Llegue a casa cansado y adolorido por el golpe que me di cuando caí al pavimento, quizás la impresión de verme visto a punto de "morir" y toda la adrenalina hizo que tuviera una reacción involuntaria. Ni siquiera estoy seguro sobre lo que pienso. Al entrar me sentí más tranquilo, pero cuando observe las escaleras de madera eso termino, me duele mucho el cuerpo. ¿Por qué debe estar mi habitación hasta el tercer piso?

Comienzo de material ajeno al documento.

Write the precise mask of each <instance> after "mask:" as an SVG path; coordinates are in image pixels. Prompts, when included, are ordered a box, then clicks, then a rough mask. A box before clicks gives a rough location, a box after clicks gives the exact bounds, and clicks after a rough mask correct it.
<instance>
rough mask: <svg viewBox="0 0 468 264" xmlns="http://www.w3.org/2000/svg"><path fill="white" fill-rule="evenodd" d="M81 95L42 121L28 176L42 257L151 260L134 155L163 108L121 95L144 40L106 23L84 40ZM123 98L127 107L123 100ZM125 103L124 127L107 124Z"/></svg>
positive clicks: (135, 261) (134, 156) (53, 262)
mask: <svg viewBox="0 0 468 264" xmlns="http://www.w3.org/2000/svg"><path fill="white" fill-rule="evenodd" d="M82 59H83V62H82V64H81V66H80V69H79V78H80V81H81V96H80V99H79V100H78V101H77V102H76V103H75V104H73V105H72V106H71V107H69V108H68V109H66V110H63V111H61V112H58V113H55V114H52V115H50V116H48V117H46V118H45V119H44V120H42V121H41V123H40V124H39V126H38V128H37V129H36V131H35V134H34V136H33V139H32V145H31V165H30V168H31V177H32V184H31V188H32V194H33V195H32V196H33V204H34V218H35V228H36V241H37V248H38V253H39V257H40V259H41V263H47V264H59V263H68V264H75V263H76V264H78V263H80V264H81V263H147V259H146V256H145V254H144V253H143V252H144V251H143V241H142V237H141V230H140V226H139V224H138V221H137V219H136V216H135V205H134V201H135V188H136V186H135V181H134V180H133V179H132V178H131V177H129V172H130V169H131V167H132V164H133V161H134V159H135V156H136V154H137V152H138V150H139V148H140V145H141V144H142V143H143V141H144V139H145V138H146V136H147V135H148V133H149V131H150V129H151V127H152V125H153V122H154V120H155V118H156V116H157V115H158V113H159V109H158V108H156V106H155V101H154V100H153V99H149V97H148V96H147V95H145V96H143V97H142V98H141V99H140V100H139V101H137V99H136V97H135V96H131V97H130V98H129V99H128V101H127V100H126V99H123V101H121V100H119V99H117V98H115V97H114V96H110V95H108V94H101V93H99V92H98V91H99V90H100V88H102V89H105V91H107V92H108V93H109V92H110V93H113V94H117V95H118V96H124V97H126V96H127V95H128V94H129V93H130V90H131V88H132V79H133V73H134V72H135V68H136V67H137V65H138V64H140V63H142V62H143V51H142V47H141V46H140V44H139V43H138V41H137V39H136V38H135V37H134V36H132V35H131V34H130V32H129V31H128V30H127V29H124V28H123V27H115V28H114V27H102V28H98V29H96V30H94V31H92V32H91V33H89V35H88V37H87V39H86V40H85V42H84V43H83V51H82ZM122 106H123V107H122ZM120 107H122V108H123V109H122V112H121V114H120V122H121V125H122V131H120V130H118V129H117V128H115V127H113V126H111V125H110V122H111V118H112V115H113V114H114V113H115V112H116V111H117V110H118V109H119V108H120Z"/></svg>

La observe como una gran cuesta que debo subir para lograr mi objetivo de relajarme y dejar en el olvido lo que acaba de ocurrir esta noche. Inclino mi cabeza hacía un lado, porque veo a una niña a la mitad de la escalera, usando un vestido blanco con verde y su cabello amarrado con cintas de los mismos colores, viéndome con diversión. Parpadeo varias veces realmente confundido porque no sé si yo le provoco esa diversión.
—Eres tan flojo, hermano mayor. — Dice con una sonrisa, yo me quedo quieto en el mismo lugar. —Apuesto que puedo llegar arriba antes que tú. — Me desafía.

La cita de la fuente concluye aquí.